Measure the disadvantages realistically. If you fall in love with someone you shouldn't, think about what harm it will do to your career, friendship and family.
If you or your partner both have their own partners, every time you really want to see each other, remind yourself that doing so will hurt the other two.
Method 9: Don't let yourself always think about each other.
1, try to divert your thoughts. Give yourself time to deal with your emotions, but don't keep thinking about each other. You need to take time to think through this feeling, but you can't let the other person occupy all your thoughts. There is a difference between the two. It's normal to think of each other from time to time, but don't immerse yourself in it. You should try to break this habit and help yourself to let go of this relationship. Whenever you find yourself thinking about them, admit it and let it go. You can think like this: "Well, I think of Xiaohua again. I want to change my mind now and think about playing games with my friends. "
Set a deadline for yourself. Tell yourself you can think for five minutes and then put them down. Set a timer on the mobile phone and observe the time limit set by yourself.
Method 10: List the advantages that attract you.
1. When you are ready to find someone seriously, you can find someone with the same advantages. Even if you can't be with each other, there is no denying that they do have the advantages of attracting you. Think about why you are attracted to them, write down these qualities and consider them as the first condition when looking for new people. For example, maybe they are very friendly to your pet. When you start looking for someone seriously, take "like animals" as a necessary condition.
If you appreciate each other's professional ethics, find someone with the same advantages.
Method 1 1: Disconnect if necessary.
1, and strive to get out of their predicament. It sounds almost impossible, but it is understandable. You are in a very difficult situation and trying to divert your attention and set boundaries. These movements are all good, but sometimes you may need to completely cut off contact with them. Don't reply to their phone calls, text messages or messages on social media. This is hard to do, so be kind to yourself and not be too harsh. You can also rely on your friends when necessary.
Method 12: Check whether your current relationship is healthy.
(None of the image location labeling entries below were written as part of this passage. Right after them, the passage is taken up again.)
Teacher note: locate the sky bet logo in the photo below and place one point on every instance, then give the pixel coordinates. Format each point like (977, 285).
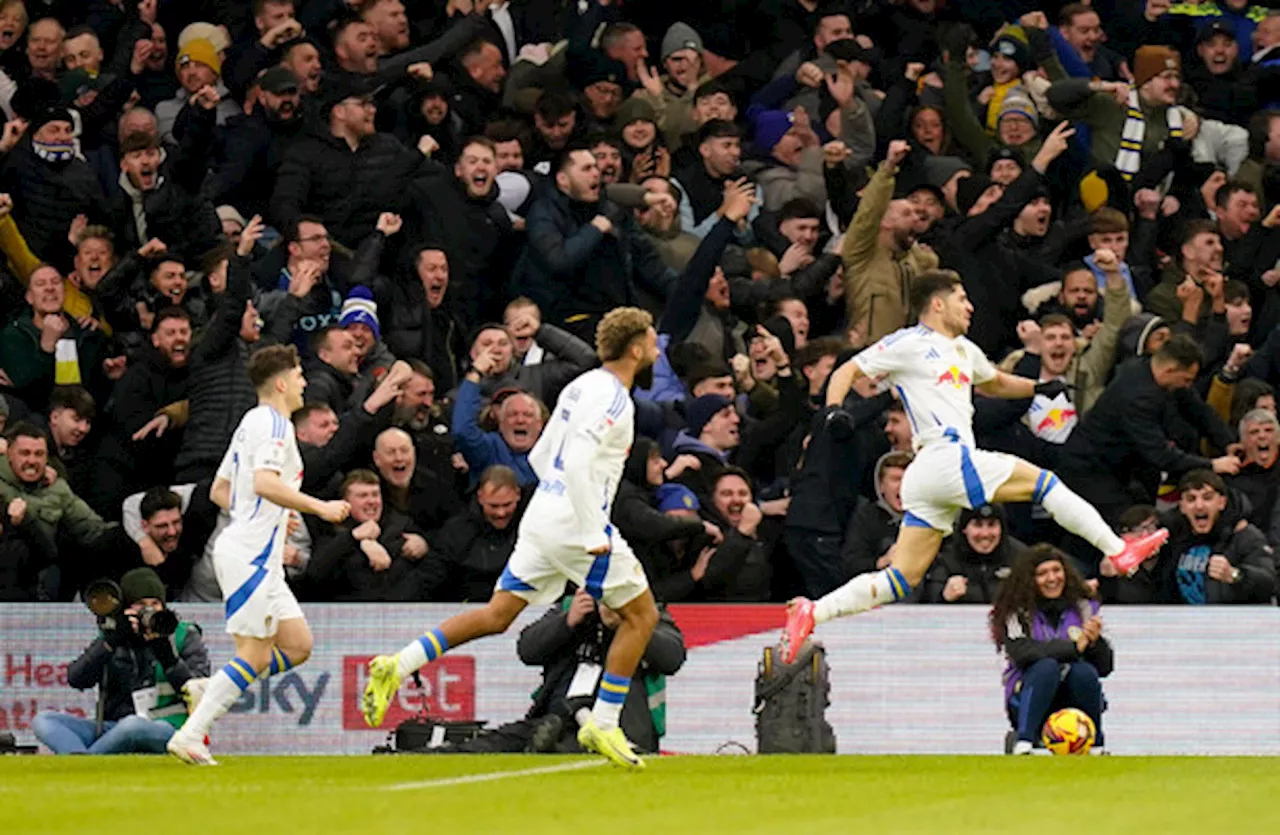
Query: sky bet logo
(284, 693)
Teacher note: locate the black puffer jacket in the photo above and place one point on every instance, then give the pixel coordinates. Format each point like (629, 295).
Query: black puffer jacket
(467, 556)
(415, 331)
(321, 176)
(176, 210)
(475, 233)
(46, 197)
(219, 392)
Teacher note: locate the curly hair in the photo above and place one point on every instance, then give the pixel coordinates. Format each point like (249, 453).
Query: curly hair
(1019, 596)
(617, 329)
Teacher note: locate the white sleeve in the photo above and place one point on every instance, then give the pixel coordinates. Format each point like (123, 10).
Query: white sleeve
(883, 357)
(266, 442)
(983, 370)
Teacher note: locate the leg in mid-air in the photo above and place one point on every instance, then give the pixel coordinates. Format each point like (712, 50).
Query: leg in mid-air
(255, 657)
(600, 733)
(1029, 483)
(385, 672)
(982, 474)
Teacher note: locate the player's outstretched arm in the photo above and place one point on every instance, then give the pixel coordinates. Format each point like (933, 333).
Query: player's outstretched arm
(841, 381)
(1011, 387)
(220, 493)
(272, 487)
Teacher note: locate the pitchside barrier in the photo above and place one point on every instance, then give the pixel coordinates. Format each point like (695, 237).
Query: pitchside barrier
(906, 679)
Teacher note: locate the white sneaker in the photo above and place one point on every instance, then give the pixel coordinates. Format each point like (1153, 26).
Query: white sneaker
(192, 692)
(193, 752)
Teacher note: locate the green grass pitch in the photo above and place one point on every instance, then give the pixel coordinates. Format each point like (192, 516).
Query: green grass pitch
(676, 794)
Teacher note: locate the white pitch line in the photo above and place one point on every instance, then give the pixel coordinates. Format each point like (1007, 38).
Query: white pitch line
(493, 775)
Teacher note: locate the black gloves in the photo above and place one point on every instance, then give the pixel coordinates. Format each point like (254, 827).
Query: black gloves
(1052, 388)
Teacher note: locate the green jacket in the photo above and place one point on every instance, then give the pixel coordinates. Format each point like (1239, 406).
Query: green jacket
(32, 370)
(54, 507)
(1106, 118)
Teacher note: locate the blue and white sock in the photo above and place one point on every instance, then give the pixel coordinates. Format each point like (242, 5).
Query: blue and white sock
(609, 699)
(224, 689)
(421, 652)
(864, 592)
(1075, 515)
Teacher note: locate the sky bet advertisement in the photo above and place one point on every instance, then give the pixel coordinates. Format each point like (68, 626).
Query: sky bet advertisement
(905, 679)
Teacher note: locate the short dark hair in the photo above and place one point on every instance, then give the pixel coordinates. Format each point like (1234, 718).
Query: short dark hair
(172, 311)
(799, 208)
(498, 475)
(1107, 220)
(1193, 228)
(419, 366)
(931, 283)
(309, 409)
(817, 348)
(1224, 192)
(359, 477)
(712, 87)
(1056, 320)
(718, 128)
(76, 31)
(554, 105)
(260, 5)
(320, 338)
(732, 470)
(566, 154)
(159, 498)
(26, 429)
(705, 372)
(266, 363)
(74, 397)
(1182, 351)
(507, 131)
(292, 231)
(1200, 479)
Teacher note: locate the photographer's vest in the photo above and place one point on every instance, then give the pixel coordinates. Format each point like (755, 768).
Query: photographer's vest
(170, 707)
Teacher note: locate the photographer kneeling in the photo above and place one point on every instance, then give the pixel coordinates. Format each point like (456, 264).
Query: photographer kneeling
(141, 661)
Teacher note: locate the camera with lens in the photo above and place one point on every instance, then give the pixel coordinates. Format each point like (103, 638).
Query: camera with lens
(105, 599)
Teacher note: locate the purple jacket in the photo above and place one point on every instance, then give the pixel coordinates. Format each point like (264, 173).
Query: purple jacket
(1068, 629)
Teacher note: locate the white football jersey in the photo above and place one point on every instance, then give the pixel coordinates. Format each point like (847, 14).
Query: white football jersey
(933, 377)
(264, 441)
(579, 460)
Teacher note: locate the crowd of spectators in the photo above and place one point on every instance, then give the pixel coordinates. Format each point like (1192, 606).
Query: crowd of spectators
(437, 201)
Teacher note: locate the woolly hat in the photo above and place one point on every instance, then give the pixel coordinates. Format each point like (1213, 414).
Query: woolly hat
(200, 50)
(1015, 50)
(215, 35)
(699, 413)
(1150, 62)
(141, 583)
(969, 190)
(680, 36)
(675, 497)
(1018, 103)
(361, 309)
(769, 127)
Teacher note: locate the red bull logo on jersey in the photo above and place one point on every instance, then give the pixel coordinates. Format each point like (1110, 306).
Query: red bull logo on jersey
(1055, 419)
(954, 377)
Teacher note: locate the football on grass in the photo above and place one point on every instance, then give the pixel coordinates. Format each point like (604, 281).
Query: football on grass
(1069, 731)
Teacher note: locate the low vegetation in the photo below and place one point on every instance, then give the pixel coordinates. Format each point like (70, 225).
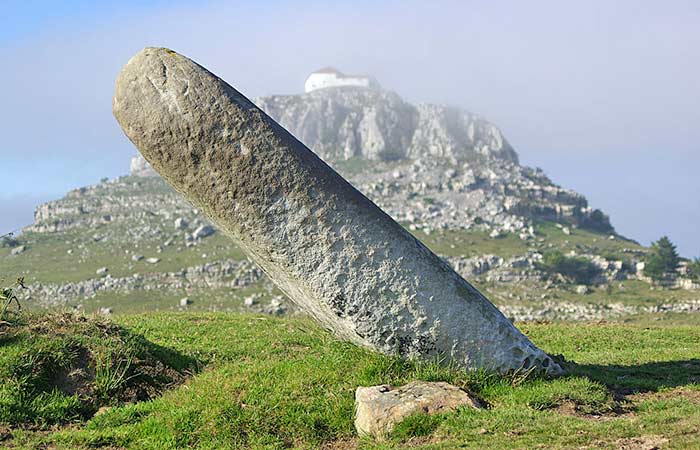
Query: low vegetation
(279, 383)
(662, 261)
(573, 268)
(62, 368)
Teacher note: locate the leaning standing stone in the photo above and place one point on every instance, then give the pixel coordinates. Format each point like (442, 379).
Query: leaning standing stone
(330, 249)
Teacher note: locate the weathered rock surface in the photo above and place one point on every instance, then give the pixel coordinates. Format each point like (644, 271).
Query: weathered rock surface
(378, 409)
(330, 249)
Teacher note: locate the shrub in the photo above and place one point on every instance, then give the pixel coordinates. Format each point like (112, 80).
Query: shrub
(574, 268)
(662, 261)
(694, 269)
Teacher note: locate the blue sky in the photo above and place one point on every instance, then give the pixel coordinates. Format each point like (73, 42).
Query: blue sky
(602, 95)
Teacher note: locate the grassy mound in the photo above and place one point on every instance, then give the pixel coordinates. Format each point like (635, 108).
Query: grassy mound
(61, 368)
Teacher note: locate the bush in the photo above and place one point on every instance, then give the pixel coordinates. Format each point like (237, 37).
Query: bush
(662, 261)
(694, 269)
(575, 268)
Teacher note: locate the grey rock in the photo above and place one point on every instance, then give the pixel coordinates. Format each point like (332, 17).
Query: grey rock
(378, 409)
(582, 289)
(331, 250)
(181, 223)
(140, 168)
(203, 231)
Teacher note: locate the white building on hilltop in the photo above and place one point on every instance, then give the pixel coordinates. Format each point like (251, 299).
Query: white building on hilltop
(330, 77)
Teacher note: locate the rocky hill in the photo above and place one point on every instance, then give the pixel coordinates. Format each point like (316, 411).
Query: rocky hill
(447, 175)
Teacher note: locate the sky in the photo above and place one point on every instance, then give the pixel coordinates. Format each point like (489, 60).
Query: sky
(604, 96)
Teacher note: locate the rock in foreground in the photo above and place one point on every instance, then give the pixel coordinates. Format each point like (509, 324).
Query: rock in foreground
(380, 408)
(330, 249)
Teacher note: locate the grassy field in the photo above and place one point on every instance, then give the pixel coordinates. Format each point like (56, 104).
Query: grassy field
(264, 382)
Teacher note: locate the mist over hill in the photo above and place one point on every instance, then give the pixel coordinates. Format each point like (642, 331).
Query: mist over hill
(447, 175)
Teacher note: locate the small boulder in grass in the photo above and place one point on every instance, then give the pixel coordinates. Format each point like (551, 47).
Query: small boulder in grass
(378, 409)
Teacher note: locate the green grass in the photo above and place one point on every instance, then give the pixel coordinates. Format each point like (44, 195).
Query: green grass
(60, 368)
(278, 383)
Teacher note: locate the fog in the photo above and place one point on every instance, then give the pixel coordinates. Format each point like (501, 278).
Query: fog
(602, 95)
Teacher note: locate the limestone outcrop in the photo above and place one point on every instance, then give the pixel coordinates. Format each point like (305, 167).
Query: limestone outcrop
(378, 409)
(374, 124)
(330, 249)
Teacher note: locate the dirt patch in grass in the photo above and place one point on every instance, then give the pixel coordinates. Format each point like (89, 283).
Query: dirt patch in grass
(641, 443)
(61, 368)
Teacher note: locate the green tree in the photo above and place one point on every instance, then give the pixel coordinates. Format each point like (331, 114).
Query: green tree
(575, 268)
(662, 261)
(694, 269)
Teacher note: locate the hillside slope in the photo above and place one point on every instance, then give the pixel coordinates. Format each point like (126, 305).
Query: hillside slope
(450, 177)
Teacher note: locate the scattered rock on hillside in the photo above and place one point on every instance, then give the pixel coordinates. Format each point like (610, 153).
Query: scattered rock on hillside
(380, 408)
(203, 231)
1. Check whether your needs are met. Sometimes, you may have a crush on someone who is completely opposite to your current partner. This may mean that you want to change your current emotional state. Think about what attracts you to each other, and then think about whether your current partner lacks these advantages. For example, maybe you like each other because they love music as much as you do. Ask your current partner if he would like to accompany you to the concert more often. This may satisfy your inner needs, and your affection for the object you like will gradually fade away.
In this process, your mood may fluctuate greatly. Tell yourself that no matter what emotions you have, they are normal.
Methods 13: If you can't cope, you can consult a psychotherapist.
1, make an appointment with a psychotherapist. It is not easy to deal with your passionate feelings for a person, especially if you have to suppress your feelings and can't act according to them. If you are depressed or anxious, consider seeking professional help. Psychotherapists will help you find a healthy way to deal with this situation. If this is your first time seeking psychological counseling, don't be nervous. It will be awkward at first, but you put mental health first, which is a good start in itself.
Tip Think about all the shortcomings of the other person, and maybe you can motivate yourself to stay away from them.
Be patient with yourself. This situation is difficult to handle, be kind to yourself.